We walk along the Cobb, where Meryl Streep had been filmed inThe French Lieutenant’s Woman. ‘I love it here,’ he said.
‘I didn’t know you knew this part of the country.’
‘Only since you came here. Sometimes I’d drive past Sunnyside and hope to catch a glimpse of you. Then I’d walk along the cliff path and wonder how on earth I could get you to see me. In the end, I realized I just had to wait.’
He takes my hand in his. We haven’t so much as kissed but this feels even more intimate. That and the knowledge that he really has been waiting for me.
We walk past a news placard.
TYCOON BEDMONT ADMITS NAZI FAMILY TIES – CHARGED OVER PLOT TO MURDER DEPUTY PM’S SISTER.
‘Mabel could have been killed,’ I say, shivering.
‘You really care for her, don’t you?’
I nod. ‘She’s lived through so much, yet she could always see the better side of everyone. She told me to take a chance on you.’
He looks amused. ‘Is that how she put it?’
‘Not exactly. She just said there was still time to make a life together.’
‘There is, Belinda.’ He stops; cups his hands around my face. Looks me straight in the eye. ‘We might not be the same people we were at university. But we still share that kernel of understanding. That love. We are made for each other, Belinda. Please give me a chance. What have you got to lose?’
I think of the lie I’d told him at university when he’d said he had to return to an arranged marriage. I told him that was fine because I wasn’t ready to settle down.

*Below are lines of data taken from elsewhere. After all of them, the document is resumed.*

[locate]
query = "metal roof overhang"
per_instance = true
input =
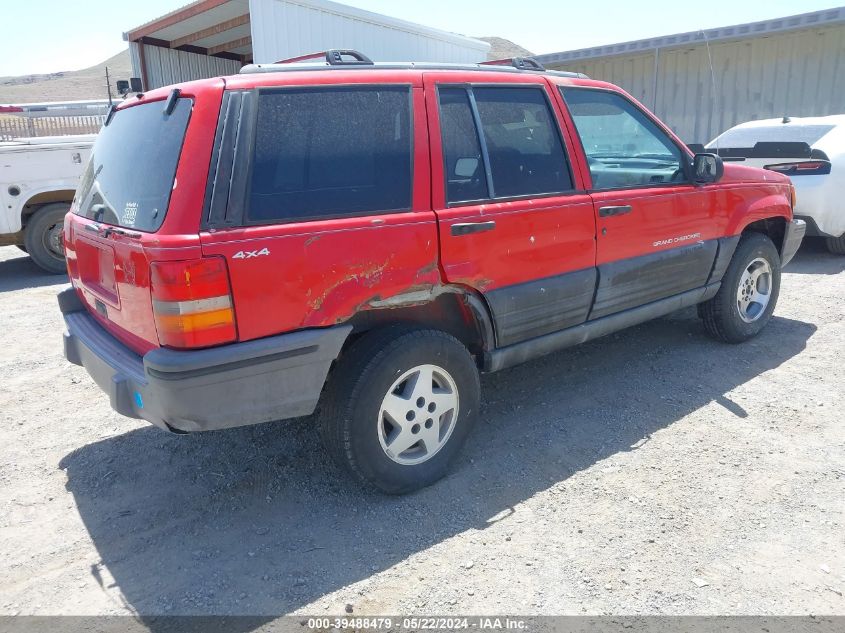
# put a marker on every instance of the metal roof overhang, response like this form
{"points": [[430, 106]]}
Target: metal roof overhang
{"points": [[219, 28], [739, 31]]}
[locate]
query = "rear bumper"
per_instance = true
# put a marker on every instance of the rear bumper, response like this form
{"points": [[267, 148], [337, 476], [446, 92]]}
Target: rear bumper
{"points": [[795, 231], [233, 385]]}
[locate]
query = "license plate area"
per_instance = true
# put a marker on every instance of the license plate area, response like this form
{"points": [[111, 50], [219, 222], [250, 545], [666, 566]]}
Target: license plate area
{"points": [[97, 271]]}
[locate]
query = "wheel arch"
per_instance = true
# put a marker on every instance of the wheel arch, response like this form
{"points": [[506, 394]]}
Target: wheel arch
{"points": [[456, 310], [774, 227], [42, 198]]}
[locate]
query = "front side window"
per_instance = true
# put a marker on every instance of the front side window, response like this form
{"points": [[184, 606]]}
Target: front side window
{"points": [[624, 147], [330, 152], [500, 142]]}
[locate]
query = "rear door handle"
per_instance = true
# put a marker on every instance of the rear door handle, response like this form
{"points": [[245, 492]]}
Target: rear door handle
{"points": [[605, 212], [465, 228]]}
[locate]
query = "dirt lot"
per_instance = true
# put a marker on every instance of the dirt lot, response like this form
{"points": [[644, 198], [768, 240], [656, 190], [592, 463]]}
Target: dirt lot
{"points": [[653, 471]]}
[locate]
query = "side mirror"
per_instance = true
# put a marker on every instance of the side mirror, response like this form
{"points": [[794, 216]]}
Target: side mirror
{"points": [[707, 168]]}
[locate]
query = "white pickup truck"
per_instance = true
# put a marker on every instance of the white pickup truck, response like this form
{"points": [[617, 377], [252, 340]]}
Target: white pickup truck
{"points": [[38, 177]]}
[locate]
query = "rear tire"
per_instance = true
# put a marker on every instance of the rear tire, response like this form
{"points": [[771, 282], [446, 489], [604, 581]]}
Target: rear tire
{"points": [[42, 238], [748, 294], [399, 407], [836, 245]]}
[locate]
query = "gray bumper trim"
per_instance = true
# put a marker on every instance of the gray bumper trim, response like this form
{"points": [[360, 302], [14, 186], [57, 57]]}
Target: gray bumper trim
{"points": [[795, 231], [234, 385]]}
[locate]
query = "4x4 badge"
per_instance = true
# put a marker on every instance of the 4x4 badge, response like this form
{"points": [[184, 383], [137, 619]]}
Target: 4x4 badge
{"points": [[250, 254]]}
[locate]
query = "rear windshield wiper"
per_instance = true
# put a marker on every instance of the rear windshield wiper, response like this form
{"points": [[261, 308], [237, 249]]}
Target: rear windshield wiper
{"points": [[102, 231]]}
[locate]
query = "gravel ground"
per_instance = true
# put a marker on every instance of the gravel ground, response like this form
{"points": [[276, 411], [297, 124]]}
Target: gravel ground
{"points": [[652, 471]]}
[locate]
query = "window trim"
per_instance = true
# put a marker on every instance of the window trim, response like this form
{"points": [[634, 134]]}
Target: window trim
{"points": [[686, 165], [245, 220], [482, 140]]}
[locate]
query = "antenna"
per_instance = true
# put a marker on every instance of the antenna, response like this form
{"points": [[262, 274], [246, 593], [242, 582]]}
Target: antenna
{"points": [[713, 83]]}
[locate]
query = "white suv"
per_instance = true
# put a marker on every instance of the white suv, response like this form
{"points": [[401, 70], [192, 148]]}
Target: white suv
{"points": [[811, 151]]}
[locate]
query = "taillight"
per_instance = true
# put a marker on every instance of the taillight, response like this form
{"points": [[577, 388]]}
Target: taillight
{"points": [[192, 302], [806, 168]]}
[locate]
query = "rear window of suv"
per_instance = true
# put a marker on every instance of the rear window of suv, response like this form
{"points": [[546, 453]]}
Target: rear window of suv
{"points": [[331, 152], [130, 175]]}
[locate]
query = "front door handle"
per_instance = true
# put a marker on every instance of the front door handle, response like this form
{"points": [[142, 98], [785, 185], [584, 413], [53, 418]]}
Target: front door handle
{"points": [[465, 228], [605, 212]]}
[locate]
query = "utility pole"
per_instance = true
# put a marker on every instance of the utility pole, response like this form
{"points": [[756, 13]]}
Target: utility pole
{"points": [[108, 85]]}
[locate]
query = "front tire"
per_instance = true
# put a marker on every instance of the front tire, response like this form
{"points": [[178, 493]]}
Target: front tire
{"points": [[748, 294], [399, 407], [836, 245], [42, 239]]}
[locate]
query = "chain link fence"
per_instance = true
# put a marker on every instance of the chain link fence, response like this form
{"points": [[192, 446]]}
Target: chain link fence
{"points": [[15, 127]]}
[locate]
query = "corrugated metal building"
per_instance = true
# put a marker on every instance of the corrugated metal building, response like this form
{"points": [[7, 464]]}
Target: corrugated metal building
{"points": [[788, 66], [216, 37]]}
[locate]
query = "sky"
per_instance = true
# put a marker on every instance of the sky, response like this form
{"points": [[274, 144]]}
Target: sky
{"points": [[42, 36]]}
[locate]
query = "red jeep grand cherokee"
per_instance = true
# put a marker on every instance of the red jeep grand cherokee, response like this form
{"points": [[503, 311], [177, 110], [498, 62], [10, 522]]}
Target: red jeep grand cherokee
{"points": [[368, 237]]}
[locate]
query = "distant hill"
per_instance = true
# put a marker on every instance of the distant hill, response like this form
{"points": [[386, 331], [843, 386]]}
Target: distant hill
{"points": [[88, 83], [500, 48]]}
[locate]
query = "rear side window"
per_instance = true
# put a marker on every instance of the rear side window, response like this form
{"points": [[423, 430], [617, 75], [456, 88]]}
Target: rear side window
{"points": [[130, 175], [500, 142], [464, 165], [330, 152]]}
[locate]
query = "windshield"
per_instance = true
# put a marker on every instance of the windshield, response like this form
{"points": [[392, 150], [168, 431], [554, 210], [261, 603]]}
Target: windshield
{"points": [[130, 175]]}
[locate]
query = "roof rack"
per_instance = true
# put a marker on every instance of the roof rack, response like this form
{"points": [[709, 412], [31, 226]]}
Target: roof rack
{"points": [[333, 57], [333, 60], [522, 63]]}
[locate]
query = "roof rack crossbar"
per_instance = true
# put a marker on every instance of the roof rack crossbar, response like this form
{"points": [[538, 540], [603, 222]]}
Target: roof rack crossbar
{"points": [[523, 63], [333, 57]]}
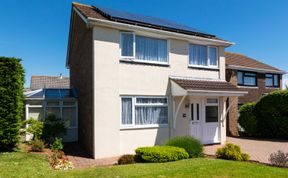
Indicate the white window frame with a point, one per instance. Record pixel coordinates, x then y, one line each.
209 66
133 58
60 105
134 104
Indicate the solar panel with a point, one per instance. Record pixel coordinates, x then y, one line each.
116 14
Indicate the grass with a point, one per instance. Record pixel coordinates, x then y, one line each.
19 164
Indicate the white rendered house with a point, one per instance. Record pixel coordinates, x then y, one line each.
142 80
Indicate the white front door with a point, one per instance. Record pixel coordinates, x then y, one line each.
195 119
204 124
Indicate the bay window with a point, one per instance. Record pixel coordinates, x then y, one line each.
144 111
272 80
143 49
246 78
203 56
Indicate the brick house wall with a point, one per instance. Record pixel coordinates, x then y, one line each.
80 60
254 95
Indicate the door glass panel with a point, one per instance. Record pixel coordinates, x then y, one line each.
198 112
192 112
211 113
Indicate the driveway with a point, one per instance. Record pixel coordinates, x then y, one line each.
258 149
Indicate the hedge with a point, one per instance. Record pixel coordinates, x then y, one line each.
11 102
160 154
247 119
272 115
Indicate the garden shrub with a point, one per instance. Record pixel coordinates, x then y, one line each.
159 154
247 119
232 152
57 144
33 127
37 145
53 127
126 159
191 145
279 159
11 102
272 115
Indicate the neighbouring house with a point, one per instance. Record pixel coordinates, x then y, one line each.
252 76
52 95
142 80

I hadn’t meant it. I just didn’t want to make it harder for him than it clearly was. But I’m not going to lie now.
‘What have I got to lose?’ I repeat. ‘The independence I have built up.’
‘But are you happy? Don’t you miss something?’
A sob escapes from my lips. ‘Yes. I miss Gillian and I want to see my grandson.’
‘I will help you,’ he says.
‘You can’t. They’re gone from me for ever.’
He holds me as I weep. People might be looking at me, but I don’t care. Imran is holding me. For the first time in years, I am beginning to feel safe and loved.
‘Live with me in London,’ he says.
‘I can’t. I have a job to do,’ I reply. However, as I say it, I realize that my time at Sunnyside is up. If Harry Marchmont knows the truth about my past, it won’t be long until management does too; not to mention the residents. They will all view me with suspicion.
‘We could open something together, Belinda,’ Imran says, as if reading my mind. ‘We could start a project, perhaps.’
My voice wobbles. ‘It’s too soon.’
‘After forty years?’ he asks, his eyebrows raised. ‘Please, Belinda. We let each other go at university. We can’t do it again.’
Then I hear Mabel’s voice in my head as if she is standing next to me.
‘Call yourself a Listener? Isn’t it time you listened to your own heart?’
‘Yes,’ I say.
He looks alarmed. ‘You mean, yes we can let each other go again?’
I stand on tiptoes to put my arms around his neck. ‘No.’ I am half-laughing and half-crying. ‘I mean yes, I will live with you.’